Stock Plugins Documentation

wazo_user

Backend name: wazo_user

Purpose: Authenticate a user created by wazo-auth. These users do not map to telephony users at the moment.

Note that email addresses and usernames are interchangeable: a user can login with a username / password credential or with a email / password credential. As a consequence, a username or an email must be unique among all usernames and emails, in order for wazo-auth to identify a user uniquely. Furthermore, usernames and emails are case-insensitive. This makes it impossible to have a user A with username bob@example.com and a user B with an email address Bob@example.com. In case of conflict, the first user with a matching email address will be logged in.

LDAP

Backend name: ldap_user

Purpose: Authenticate with an LDAP user. In this case, the LDAP server is used to authenticate while wazo-auth is used to identify. This means that an LDAP user must match a user present in wazo-auth.

Note that email addresses and usernames are interchangeable: a user can login with a username / password credential or with a email / password credential. As a consequence, a username or an email must be unique among all usernames and emails, in order for wazo-auth to identify a user uniquely. In case of conflict, the first wazo-auth user with a matching email address will be logged in.

wazo-auth ignores the case of the email addresses on both the LDAP server and on wazo-auth. This means that if we have multiple users that match the email address fetched from the LDAP server, the first user found on wazo-auth's side will be used.

The LDAP backend is configured for each tenant through a wazo-auth REST API endpoint.

For example, with the given configuration:

{
  "host": "example.org",
  "port": 389,
  "bind_dn": "cn=wazo,dc=example,dc=org",
  "bind_password": "bindpass",
  "user_base_dn": "ou=people,dc=example,dc=org",
  "user_login_attribute": "uid",
  "user_email_attribute": "mail"
}

Service bind authentication flow

When an authentication request is received for username alice, password userpass and a tenant my-tenant, the backend will:

1. The LDAP configuration is searched for the given tenant.
2. Connect to the LDAP server at example.org
3. Do an LDAP "bind" operation with bind DN cn=wazo,dc=example,dc=org and password bindpass
4. Do an LDAP "search" operation to find an LDAP user matching alice, using:
   • the base DN ou=people,dc=example,dc=org
   • the default filter {user_login_attribute}={username}, which in this case gives (uid=alice)
   • a SUBTREE scope
5. If the search returns exactly 1 LDAP user, do an LDAP "bind" operation with the user's DN and the password userpass
6. If the LDAP "bind" operation is successful, search in wazo-auth a user with an email matching the mail attribute of the LDAP user. Since Wazo Platform 22.12, the search will fail if the user in wazo-auth has upper-case characters in the email address.
7. If a wazo-auth user is found, success

No service bind authentication flow

The backend can also work in a "no search" mode, for example with the following configuration:

{
  "host": "example.org",
  "port": 389,
  "protocol_security": null,
  "protocol_version": 3,
  "bind_dn": null,
  "bind_password": null,
  "user_base_dn": "ou=people,dc=example,dc=org",
  "user_login_attribute": "uid",
  "user_email_attribute": "mail"
}

When the server receives the same authentication request as the service bind authentication flow, it will fetch the LDAP configuration for the tenant and directly do an LDAP "bind" operation using the DN uid=alice,ou=people,dc=example,dc=org and password userpass. The flow then continues at step 6.

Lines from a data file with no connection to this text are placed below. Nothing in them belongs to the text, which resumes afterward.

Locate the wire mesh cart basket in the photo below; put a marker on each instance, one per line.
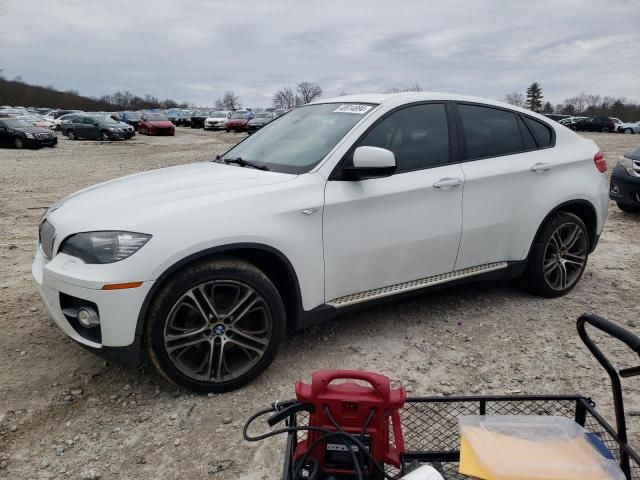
(430, 424)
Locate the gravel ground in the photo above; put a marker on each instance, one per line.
(65, 413)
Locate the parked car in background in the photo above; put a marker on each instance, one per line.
(65, 120)
(198, 118)
(183, 118)
(625, 182)
(155, 124)
(556, 116)
(238, 121)
(38, 121)
(217, 120)
(131, 118)
(259, 120)
(595, 124)
(206, 266)
(60, 113)
(98, 127)
(18, 133)
(629, 127)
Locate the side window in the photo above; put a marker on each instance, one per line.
(527, 137)
(490, 132)
(540, 131)
(418, 136)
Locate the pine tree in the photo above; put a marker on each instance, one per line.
(534, 97)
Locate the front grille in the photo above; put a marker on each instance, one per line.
(47, 235)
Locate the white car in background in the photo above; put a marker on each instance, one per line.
(350, 200)
(217, 120)
(629, 127)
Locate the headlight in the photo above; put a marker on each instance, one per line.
(627, 163)
(104, 247)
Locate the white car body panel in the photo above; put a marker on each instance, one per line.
(340, 237)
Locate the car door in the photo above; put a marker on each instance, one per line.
(380, 232)
(505, 171)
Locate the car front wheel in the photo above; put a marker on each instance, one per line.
(215, 326)
(559, 256)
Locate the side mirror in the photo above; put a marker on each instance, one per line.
(370, 162)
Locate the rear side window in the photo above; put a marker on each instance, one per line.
(490, 132)
(417, 135)
(540, 131)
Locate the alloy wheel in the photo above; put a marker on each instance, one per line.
(565, 256)
(218, 331)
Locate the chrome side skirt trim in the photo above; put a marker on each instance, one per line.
(415, 284)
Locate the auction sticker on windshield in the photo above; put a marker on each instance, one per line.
(353, 108)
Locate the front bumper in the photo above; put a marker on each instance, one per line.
(39, 142)
(63, 277)
(624, 188)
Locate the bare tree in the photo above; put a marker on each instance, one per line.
(307, 92)
(515, 98)
(229, 101)
(284, 98)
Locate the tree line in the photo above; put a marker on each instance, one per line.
(583, 105)
(17, 92)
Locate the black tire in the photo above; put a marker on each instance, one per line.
(628, 208)
(168, 309)
(543, 255)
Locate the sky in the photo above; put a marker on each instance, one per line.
(196, 50)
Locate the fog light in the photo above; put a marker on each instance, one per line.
(88, 317)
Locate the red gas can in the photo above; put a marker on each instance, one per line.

Note: User's email and voicemail's email are two separate things. This plugin only use the user's email.

Search filters

In the LDAP configuration API, you may have noticed a field named search_filters. This field is only useful when using the service bind authentication flow.

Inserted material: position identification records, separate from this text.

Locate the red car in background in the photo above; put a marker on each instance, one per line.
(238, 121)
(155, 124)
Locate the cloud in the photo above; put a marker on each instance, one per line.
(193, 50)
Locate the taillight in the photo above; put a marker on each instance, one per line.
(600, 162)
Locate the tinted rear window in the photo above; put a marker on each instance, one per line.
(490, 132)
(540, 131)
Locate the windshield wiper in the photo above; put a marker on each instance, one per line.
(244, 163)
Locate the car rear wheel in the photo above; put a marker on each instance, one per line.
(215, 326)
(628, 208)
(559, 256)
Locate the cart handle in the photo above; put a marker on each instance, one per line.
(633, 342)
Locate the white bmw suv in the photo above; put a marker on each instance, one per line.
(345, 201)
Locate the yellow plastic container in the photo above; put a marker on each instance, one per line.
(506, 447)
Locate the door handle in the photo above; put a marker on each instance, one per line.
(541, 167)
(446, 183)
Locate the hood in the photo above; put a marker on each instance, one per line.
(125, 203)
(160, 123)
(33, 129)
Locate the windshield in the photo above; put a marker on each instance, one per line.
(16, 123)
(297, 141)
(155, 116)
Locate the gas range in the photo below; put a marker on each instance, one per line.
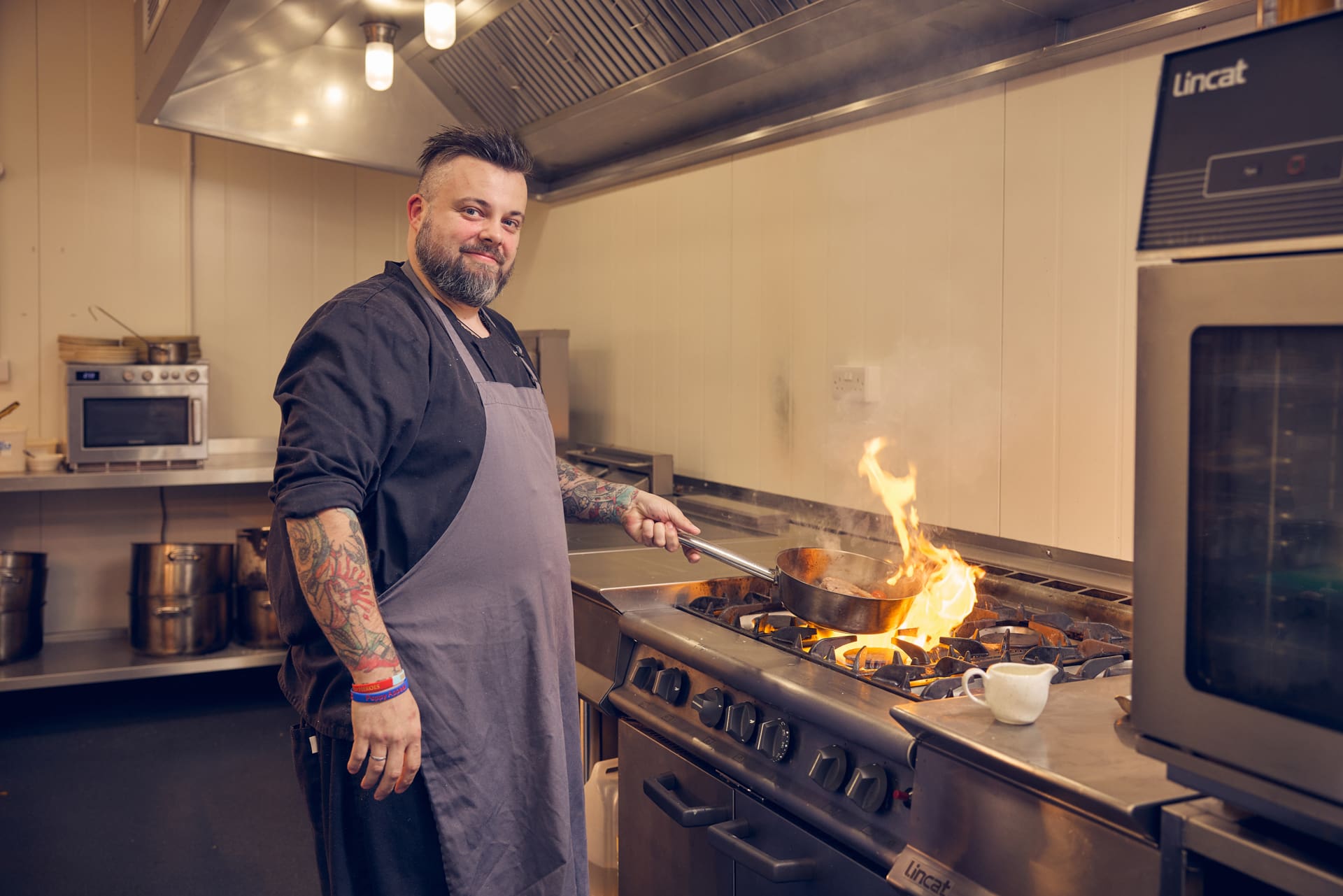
(823, 728)
(995, 630)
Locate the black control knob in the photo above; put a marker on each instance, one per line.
(644, 674)
(671, 685)
(741, 720)
(711, 704)
(868, 788)
(775, 739)
(830, 767)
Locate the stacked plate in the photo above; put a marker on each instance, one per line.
(92, 350)
(143, 351)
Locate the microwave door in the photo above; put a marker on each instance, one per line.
(134, 422)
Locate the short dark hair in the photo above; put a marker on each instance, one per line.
(495, 145)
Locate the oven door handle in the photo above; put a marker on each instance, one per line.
(728, 837)
(660, 792)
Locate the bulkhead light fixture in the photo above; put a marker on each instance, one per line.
(439, 23)
(379, 54)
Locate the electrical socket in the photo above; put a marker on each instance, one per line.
(855, 383)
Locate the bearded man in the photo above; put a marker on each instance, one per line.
(423, 583)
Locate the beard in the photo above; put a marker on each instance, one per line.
(457, 277)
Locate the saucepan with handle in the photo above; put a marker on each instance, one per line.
(157, 351)
(856, 595)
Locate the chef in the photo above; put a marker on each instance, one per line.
(423, 586)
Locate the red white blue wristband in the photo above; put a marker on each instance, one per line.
(374, 687)
(382, 695)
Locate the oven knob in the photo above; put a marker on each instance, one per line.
(830, 767)
(709, 706)
(775, 739)
(644, 672)
(741, 719)
(671, 685)
(868, 788)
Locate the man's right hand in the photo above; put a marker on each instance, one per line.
(388, 735)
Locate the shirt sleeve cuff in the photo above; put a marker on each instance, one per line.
(315, 496)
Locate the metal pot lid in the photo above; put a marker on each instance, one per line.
(23, 559)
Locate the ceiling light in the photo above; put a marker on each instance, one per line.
(439, 23)
(379, 54)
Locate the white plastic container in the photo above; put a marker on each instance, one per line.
(13, 442)
(599, 798)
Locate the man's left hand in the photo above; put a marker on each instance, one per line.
(655, 522)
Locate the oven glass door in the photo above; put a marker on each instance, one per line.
(1265, 519)
(127, 422)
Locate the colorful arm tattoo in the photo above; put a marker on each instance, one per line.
(332, 563)
(590, 499)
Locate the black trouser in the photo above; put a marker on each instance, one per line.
(364, 846)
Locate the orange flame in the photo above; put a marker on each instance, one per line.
(948, 594)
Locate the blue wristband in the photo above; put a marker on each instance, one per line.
(382, 695)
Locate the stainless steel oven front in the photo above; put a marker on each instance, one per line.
(1239, 563)
(137, 414)
(1239, 504)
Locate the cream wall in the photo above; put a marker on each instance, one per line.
(97, 208)
(978, 250)
(171, 233)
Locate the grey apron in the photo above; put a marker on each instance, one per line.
(484, 625)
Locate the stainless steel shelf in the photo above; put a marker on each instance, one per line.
(109, 657)
(232, 461)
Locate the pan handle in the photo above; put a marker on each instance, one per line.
(727, 557)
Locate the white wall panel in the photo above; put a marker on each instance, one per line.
(978, 250)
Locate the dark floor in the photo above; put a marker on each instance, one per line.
(166, 786)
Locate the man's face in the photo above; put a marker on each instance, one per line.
(468, 234)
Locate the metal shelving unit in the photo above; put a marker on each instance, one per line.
(232, 461)
(106, 656)
(87, 657)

The default filter is {user_login_attribute}={username}. This allows a simple search that matches the user_login_attribute defined in the tenant's LDAP configuration. username comes from the authentication request. In the example above, the search filter variables would be substituted as such: uid=alice.

It is important that the search filter allows for only one result, otherwise wazo-auth will return a 401. It this thus fair to say that the {user_login_attribute}={username} filter should always be in the filter and that any filter must be built upon it.

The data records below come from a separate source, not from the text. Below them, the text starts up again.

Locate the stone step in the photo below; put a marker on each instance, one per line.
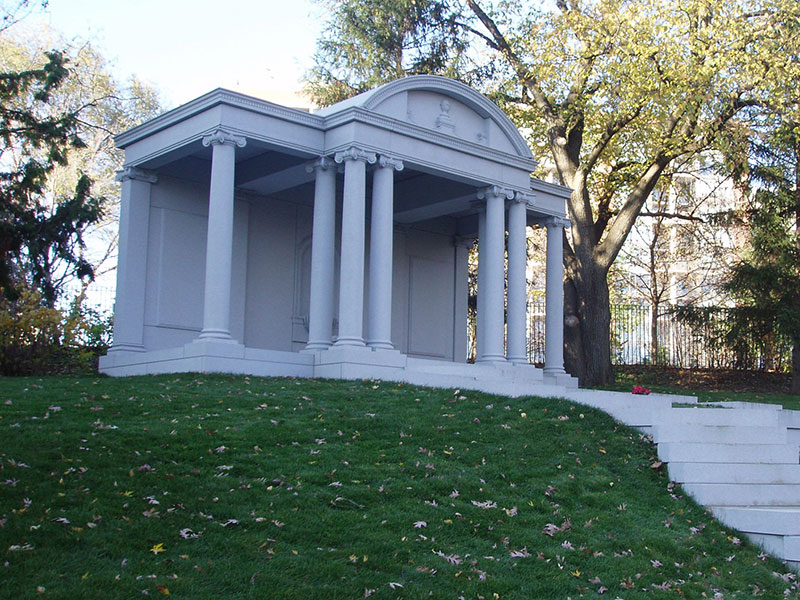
(721, 417)
(722, 434)
(728, 453)
(785, 547)
(768, 520)
(708, 472)
(744, 494)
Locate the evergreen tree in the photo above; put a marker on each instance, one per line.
(766, 283)
(33, 142)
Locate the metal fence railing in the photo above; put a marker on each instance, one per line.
(678, 343)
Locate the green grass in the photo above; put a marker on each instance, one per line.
(235, 487)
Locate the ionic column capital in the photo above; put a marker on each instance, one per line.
(134, 174)
(556, 222)
(387, 162)
(524, 198)
(226, 138)
(323, 163)
(463, 241)
(355, 153)
(495, 191)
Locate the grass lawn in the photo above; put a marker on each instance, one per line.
(234, 487)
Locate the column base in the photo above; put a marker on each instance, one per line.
(554, 371)
(518, 360)
(216, 335)
(316, 346)
(126, 348)
(380, 345)
(356, 342)
(492, 358)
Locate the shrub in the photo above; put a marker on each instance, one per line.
(38, 340)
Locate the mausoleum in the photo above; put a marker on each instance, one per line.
(260, 239)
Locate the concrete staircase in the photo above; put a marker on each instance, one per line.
(741, 460)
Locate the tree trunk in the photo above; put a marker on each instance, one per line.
(654, 333)
(589, 358)
(573, 341)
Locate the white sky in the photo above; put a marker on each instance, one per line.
(186, 48)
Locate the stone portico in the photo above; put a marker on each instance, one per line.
(259, 239)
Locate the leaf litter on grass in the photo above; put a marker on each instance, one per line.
(219, 486)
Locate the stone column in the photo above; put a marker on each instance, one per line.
(516, 331)
(379, 307)
(554, 297)
(219, 243)
(323, 250)
(494, 279)
(351, 278)
(480, 307)
(134, 226)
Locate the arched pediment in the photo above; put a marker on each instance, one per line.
(443, 105)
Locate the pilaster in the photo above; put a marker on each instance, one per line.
(219, 244)
(134, 227)
(379, 310)
(323, 247)
(554, 297)
(516, 342)
(351, 279)
(494, 279)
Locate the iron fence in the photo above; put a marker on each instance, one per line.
(678, 343)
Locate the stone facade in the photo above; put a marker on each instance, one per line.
(260, 239)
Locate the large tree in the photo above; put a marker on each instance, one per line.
(611, 92)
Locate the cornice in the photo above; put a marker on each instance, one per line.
(360, 115)
(555, 189)
(210, 100)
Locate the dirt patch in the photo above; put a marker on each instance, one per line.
(712, 380)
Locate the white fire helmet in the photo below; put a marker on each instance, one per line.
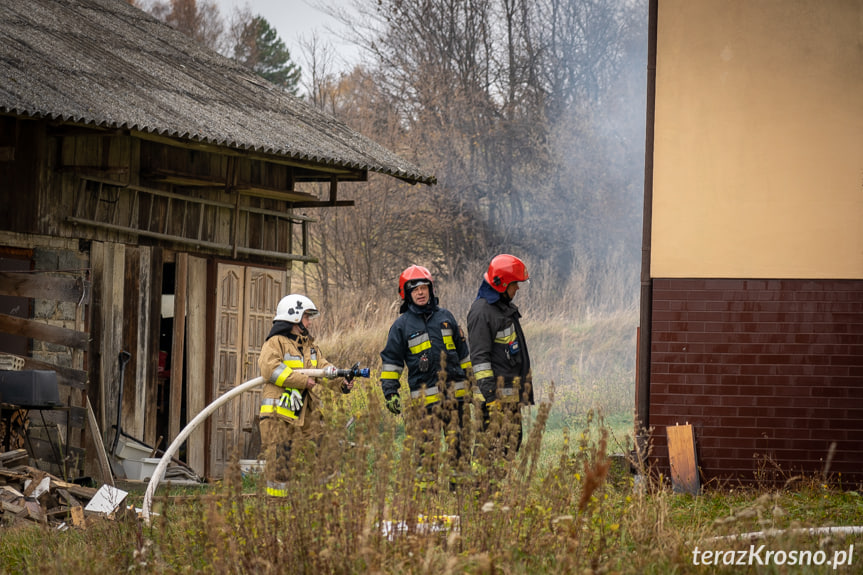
(292, 307)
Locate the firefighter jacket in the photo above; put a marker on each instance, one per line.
(280, 355)
(417, 339)
(497, 346)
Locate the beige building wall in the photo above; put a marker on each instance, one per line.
(758, 149)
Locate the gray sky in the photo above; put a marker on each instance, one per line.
(298, 19)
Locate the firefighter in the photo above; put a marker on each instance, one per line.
(427, 338)
(501, 364)
(291, 402)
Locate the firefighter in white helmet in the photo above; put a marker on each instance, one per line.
(291, 402)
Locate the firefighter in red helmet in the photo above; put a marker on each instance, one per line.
(498, 350)
(427, 339)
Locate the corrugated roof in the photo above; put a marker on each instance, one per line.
(106, 63)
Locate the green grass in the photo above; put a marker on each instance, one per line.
(563, 505)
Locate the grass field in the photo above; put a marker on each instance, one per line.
(564, 504)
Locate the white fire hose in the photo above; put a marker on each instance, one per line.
(204, 414)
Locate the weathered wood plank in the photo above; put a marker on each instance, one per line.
(196, 342)
(155, 304)
(682, 458)
(75, 378)
(43, 286)
(132, 411)
(44, 332)
(177, 350)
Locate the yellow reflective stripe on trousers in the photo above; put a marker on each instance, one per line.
(391, 371)
(270, 406)
(277, 489)
(447, 338)
(432, 395)
(460, 388)
(280, 374)
(419, 343)
(482, 370)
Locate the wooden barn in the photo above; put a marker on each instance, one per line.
(155, 198)
(751, 325)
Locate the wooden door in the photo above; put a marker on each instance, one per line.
(246, 299)
(264, 289)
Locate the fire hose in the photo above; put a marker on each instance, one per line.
(207, 411)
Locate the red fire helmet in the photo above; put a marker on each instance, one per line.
(416, 275)
(503, 270)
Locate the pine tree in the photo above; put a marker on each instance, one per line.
(261, 49)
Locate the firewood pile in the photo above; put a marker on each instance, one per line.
(31, 495)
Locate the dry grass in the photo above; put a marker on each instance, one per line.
(356, 505)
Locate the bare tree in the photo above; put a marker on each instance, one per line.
(199, 19)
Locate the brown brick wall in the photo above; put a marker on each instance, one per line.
(768, 372)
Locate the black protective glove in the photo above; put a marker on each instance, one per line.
(488, 387)
(394, 403)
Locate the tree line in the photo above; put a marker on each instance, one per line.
(529, 112)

Of course, using more complex filters is possible and that is exactly why this feature exists. For example, you may want to limit what kind of person can log in to wazo-auth. In our example, consider the objectClass for an end user to be person. We could then use the following filter: (&({user_login_attribute}={username})(objectClass=person)).

Configuration

Each tenant has an LDAP configuration. It is not possible for now to have more than one configured LDAP server (or domain) for a tenant. If you want to do so, it must be done through the LDAP server itself.

Explanation behind the domain_name field

When creating a token using the LDAP backend, it is necessary to provide a domain_name in order to determine the tenant. Once the tenant is determined, the Wazo server can contact the LDAP server configured in the tenant in order to verify the credentials.